According to Bloomberg, Apple and Meta gave user data to hackers who posed as law police. In mid-2021, both firms fell for the bogus requests and gave over consumers’ IP addresses, phone numbers, and addresses.
Criminal investigators often seek data from social media companies to learn more about the owner of a certain online account. Emergency data demands, on the other hand, do not need a subpoena or search warrant issued by a court.
Fake emergency data requests are on the rise, according to a new Krebs on Security analysis. First, hackers must get into a police department’s email system. The hackers may then create an emergency data request that explains the risks of not receiving the desired data immediately, all while posing as a cop. According to Krebs, some hackers are selling government email access online in order to spam social media with phoney emergency data demands.
But last year’s assaults may have been carried out by Recursion Team, a cybercriminal outfit. Despite disbanding, several members have joined Lapsus$ under new identities. Officials engaged in the probe told Bloomberg that hackers hacked into the accounts of law enforcement organisations throughout the world beginning in January 2021.
“We confirm law enforcement requests and identify abuse,” said Andy Stone, Meta’s policy and communications director, in an email to The Verge.
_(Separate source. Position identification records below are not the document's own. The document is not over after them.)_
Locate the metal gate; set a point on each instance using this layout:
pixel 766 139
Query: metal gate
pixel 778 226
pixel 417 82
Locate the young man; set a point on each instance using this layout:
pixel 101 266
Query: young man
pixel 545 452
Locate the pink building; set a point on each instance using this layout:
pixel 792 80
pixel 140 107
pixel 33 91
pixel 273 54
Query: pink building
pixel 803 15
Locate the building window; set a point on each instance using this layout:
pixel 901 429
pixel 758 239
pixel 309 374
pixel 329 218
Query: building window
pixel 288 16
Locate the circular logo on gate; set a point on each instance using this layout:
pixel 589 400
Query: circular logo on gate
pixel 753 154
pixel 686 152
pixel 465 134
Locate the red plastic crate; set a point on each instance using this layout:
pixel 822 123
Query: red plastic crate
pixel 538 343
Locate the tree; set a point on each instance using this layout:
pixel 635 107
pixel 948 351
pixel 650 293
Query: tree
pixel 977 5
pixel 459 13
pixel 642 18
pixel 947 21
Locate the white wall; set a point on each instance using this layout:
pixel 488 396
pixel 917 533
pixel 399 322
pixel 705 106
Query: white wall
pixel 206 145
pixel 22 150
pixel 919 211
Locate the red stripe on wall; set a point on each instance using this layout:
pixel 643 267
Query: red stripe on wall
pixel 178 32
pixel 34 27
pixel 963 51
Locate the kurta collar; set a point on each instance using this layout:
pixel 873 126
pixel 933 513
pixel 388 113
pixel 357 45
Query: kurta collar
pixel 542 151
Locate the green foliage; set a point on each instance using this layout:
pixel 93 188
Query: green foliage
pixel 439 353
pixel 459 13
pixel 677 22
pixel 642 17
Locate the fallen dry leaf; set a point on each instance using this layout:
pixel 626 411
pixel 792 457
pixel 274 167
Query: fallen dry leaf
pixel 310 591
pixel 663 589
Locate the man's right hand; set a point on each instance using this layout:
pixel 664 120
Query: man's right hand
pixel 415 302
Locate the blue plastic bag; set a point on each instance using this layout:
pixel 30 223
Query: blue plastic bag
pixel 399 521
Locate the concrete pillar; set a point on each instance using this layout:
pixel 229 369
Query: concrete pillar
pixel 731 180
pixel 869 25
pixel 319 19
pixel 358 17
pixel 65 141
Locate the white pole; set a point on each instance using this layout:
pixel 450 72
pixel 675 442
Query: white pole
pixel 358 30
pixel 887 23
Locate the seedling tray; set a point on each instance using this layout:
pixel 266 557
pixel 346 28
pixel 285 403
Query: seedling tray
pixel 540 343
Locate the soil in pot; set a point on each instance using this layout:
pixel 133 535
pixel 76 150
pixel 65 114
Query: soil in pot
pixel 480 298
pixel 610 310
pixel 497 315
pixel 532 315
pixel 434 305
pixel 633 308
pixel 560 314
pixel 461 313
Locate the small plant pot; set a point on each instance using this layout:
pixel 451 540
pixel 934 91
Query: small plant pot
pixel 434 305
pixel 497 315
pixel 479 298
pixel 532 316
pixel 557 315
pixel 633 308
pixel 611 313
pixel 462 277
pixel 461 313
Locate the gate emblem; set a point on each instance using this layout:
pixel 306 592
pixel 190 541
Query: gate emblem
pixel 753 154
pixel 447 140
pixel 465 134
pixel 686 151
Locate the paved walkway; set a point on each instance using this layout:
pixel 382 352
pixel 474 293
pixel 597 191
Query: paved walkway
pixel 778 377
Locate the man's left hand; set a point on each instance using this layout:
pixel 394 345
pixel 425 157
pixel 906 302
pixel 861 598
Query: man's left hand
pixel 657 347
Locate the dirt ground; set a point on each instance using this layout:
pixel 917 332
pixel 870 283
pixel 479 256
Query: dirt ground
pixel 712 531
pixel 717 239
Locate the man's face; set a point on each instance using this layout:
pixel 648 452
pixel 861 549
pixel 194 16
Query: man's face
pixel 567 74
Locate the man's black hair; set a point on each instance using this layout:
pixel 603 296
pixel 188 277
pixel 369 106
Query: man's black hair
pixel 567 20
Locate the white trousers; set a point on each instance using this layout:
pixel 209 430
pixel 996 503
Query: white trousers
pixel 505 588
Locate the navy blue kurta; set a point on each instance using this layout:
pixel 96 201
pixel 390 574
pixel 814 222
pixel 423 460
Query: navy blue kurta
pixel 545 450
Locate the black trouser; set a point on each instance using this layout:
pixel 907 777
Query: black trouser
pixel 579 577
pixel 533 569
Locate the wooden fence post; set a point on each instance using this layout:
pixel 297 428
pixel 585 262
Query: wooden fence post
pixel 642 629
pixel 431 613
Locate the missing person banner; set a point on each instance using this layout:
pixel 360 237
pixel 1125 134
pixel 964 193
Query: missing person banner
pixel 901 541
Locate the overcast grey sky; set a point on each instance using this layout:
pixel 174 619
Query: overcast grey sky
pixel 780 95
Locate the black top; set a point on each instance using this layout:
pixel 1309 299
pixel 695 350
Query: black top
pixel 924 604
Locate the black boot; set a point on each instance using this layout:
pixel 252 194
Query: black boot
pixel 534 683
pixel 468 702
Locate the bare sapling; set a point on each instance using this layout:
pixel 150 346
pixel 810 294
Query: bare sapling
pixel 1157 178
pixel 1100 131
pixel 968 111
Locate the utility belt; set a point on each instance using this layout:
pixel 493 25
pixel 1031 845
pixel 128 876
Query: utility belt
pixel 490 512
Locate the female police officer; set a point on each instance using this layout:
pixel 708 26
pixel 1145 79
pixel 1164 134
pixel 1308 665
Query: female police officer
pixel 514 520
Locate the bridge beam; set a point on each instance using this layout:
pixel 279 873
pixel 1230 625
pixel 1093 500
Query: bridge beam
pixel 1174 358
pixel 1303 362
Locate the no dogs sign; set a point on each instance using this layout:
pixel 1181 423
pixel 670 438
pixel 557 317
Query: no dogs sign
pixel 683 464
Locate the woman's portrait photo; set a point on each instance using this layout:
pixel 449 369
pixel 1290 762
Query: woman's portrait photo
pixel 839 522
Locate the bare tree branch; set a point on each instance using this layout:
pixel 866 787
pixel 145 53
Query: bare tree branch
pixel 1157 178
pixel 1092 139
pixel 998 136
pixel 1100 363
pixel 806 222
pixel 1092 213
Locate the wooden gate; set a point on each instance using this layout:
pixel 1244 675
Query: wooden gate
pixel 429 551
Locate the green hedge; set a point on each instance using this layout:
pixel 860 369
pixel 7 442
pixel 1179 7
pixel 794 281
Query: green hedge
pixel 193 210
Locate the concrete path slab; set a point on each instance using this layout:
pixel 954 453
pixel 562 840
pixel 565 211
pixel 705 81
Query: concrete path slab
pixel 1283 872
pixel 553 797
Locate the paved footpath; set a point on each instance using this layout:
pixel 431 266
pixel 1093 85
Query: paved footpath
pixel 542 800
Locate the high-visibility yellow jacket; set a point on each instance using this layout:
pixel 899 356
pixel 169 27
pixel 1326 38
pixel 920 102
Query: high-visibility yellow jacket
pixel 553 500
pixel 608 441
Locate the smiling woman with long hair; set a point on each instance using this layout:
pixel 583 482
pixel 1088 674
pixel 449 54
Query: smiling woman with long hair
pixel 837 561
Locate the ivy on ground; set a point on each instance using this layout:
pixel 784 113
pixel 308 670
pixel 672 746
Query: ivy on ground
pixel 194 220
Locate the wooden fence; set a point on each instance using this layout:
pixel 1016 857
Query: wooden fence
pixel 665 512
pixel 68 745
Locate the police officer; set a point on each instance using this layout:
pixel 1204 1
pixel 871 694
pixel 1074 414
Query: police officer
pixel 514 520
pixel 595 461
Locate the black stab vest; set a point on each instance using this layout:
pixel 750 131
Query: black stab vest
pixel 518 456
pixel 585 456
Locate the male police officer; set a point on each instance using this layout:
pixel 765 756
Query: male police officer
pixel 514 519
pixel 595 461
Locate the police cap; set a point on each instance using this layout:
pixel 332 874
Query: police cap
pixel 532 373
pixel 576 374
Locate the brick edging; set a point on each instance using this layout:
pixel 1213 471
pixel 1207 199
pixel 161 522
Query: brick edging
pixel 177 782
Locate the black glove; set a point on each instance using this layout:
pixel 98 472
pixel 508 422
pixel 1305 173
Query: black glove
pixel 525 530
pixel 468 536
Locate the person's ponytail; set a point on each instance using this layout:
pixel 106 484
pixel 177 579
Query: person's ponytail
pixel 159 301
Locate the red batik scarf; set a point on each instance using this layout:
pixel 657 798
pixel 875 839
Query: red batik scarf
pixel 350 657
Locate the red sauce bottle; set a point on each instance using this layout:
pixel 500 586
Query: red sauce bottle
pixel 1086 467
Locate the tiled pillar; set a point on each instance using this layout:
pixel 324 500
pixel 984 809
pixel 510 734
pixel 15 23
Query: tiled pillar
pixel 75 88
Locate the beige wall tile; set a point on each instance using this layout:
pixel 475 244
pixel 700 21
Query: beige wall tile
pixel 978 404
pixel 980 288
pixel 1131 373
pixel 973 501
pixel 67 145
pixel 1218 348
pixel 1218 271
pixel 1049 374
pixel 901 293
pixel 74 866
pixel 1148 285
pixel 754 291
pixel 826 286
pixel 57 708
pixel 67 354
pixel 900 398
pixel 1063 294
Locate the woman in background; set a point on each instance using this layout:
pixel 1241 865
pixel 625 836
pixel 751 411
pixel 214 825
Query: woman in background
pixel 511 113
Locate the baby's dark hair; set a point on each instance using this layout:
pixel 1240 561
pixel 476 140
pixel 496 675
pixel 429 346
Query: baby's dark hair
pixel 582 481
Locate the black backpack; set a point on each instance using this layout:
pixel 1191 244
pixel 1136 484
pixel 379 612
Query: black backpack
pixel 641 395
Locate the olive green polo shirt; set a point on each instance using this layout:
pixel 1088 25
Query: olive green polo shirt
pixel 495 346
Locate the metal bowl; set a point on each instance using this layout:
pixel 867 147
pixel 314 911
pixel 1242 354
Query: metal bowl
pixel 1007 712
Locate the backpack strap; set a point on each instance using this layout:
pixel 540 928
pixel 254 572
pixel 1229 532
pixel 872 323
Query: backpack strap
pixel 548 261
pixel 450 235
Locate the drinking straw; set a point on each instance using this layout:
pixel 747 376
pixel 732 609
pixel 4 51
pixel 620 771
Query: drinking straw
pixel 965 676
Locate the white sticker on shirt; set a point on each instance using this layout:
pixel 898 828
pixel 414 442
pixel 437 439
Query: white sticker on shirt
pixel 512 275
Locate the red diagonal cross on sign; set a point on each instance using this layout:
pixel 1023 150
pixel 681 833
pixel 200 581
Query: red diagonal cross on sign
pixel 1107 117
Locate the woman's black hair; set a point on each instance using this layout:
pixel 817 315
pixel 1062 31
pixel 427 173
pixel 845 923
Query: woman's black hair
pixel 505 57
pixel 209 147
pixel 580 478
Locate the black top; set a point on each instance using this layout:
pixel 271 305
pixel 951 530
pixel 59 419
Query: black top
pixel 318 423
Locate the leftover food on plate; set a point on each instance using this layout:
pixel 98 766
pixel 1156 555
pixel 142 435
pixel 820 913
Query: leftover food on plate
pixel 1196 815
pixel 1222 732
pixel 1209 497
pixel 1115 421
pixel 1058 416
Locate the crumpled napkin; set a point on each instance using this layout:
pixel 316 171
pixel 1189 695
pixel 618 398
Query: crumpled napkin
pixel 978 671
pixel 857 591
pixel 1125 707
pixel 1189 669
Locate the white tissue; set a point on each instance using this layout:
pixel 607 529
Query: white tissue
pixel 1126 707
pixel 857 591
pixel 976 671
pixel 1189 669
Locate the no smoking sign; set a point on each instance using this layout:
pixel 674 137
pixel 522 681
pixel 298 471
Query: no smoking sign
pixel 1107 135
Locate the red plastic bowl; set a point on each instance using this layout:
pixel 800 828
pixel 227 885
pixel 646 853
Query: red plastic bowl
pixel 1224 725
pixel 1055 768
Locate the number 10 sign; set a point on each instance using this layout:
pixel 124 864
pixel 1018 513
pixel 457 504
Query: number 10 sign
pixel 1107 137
As in this situation, we assist with law enforcement to prohibit known hacked accounts from making requests.
According to Apple’s law enforcement guidelines, “if a government or police agency seeks customer data in response to an Emergency Government and Law Enforcement Information Request, a supervisor for the government or law enforcement agent who submitted the Emergency Government and Law Enforcement Information Request may be contacted.”
Fake emergency data demands have hit other firms than Meta and Apple. It’s unclear whether or not the corporation responded to the falsified request, according to Bloomberg. In response to one of these bogus requests, Discord confirmed to Krebs on Security that it had given over information.